Edgware Road attack in the heart of Arab London

AN ATTACK ON ARAB LONDON

. News reports are in about the location of the Tube bombs, and the stations picked for the horrific rush-hour assaults are especially chilling. These attacks were not just attacks on our closest ally, but on the very idea of Arab and Muslim integration into the West. Among the targets in the worst attack on London since World War II was the Edgware Road station, located in the heart of wealthy, assimilated Arab London. Middle Easterners of a variety of religions and South Asian Muslims are a substantial minority of the population in London, and the Edgware Road area is the pre-eminent Arab neighborhood in the city, with a fantastic variety of Lebanese coffee shops, Saudi grocery stores, and Persian restaurants. Some even call it "Little Lebanon," though the residents and shop clients come from all over the Middle East and North Africa, and the area especially attracts a young, hip crowd that compares it to Amman or Dubai. Edgware Road is Arab London's main street.
Though we have no idea yet whether the stations or train lines that were bombed were specifically targeted, it's hard to imagine that whatever terrorist organization or cell was behind the attacks failed to consider the symbolic power of an attack on Edgware Road.

Furthermore, the timing of the attacks and their location along the arc of the Metropolitan and Circle lines spreading along in time and space from East London -- where 60 percent of London Muslims reside -- suggests a specific intention with regard to targets. After all, the Circle line can just as easily take riders to Westminster's collection of government buildings as to Edgware Road. And Al-Qaeda has a history of engaging in symbolically significant attacks against financial centers, banks, military installations, and government buildings. Why not against Arab allies of the West, as well?

The New York Times is now reporting that the other underground bombs appear to have detonated close to the Liverpool and King's Cross stations, which are transportation hubs connecting overland trains to the underground. But Edgware Road is not a hub in the same way.

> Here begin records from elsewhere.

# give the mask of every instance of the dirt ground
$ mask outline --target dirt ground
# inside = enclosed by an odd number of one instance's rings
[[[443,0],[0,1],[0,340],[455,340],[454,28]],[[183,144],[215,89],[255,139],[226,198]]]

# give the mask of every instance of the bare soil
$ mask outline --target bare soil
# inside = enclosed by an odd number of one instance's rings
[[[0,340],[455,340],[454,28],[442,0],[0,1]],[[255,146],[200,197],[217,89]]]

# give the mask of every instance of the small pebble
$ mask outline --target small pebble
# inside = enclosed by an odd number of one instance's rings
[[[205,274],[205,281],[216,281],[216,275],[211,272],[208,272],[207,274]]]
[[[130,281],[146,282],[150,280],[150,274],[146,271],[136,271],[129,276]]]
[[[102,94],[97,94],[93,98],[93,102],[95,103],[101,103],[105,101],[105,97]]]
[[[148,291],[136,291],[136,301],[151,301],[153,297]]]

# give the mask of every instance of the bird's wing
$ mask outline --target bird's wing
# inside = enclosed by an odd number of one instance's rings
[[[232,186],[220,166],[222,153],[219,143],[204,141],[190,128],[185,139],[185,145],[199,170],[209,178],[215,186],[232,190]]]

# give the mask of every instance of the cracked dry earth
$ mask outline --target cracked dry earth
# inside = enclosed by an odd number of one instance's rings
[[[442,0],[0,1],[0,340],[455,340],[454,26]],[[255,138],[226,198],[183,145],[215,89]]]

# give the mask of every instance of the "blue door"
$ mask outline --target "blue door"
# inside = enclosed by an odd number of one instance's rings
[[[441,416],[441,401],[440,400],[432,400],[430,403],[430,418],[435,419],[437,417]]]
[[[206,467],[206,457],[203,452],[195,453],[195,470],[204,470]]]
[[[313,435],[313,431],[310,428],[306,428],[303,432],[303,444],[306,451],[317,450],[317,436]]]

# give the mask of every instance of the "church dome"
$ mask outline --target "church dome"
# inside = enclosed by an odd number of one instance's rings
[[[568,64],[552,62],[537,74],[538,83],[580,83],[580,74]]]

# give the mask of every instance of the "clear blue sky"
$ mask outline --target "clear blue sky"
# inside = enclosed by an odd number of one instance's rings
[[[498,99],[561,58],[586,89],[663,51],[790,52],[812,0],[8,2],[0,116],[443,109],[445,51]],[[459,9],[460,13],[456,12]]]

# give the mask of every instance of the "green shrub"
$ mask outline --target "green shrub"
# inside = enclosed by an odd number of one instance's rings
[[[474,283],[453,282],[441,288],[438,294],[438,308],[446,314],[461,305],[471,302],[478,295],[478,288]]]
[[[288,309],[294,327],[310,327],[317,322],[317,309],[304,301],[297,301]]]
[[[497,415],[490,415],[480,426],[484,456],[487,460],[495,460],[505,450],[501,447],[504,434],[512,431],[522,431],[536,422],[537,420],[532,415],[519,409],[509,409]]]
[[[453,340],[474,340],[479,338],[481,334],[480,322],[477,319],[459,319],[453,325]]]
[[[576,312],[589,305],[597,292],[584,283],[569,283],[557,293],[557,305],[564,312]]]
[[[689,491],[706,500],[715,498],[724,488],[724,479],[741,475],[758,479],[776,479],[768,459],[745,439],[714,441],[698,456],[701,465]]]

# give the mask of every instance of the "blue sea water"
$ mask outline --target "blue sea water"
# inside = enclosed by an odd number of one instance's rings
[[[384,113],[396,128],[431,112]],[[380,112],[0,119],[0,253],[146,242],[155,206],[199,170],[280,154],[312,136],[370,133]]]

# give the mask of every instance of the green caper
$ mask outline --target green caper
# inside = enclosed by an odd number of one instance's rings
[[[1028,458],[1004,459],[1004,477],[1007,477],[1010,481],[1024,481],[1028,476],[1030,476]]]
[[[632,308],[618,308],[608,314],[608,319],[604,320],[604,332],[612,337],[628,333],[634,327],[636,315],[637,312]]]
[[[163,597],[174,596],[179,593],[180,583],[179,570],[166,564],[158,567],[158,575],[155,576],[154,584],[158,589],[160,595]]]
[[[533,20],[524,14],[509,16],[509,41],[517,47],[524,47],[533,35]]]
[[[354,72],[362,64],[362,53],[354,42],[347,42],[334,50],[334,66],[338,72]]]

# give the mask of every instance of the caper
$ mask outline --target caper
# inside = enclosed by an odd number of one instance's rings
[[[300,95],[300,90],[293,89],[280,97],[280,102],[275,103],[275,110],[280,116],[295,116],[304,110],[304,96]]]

In recent months we've seen Islamic jihadists increasingly going after targets in the Arab and Muslim world who have allied themselves with the west. The victims of the bombing attacks and terrorist incidents in Iraq are overwhelmingly Arab Muslims. Al-Qaeda in Iraq has just claimed that it killed the Egyptian envoy to Iraq, after condemning him as "the ambassador of the infidels." When the casualty count is in, I suspect some fraction of the victims of today's henious attacks will be Arab or Muslim, as well.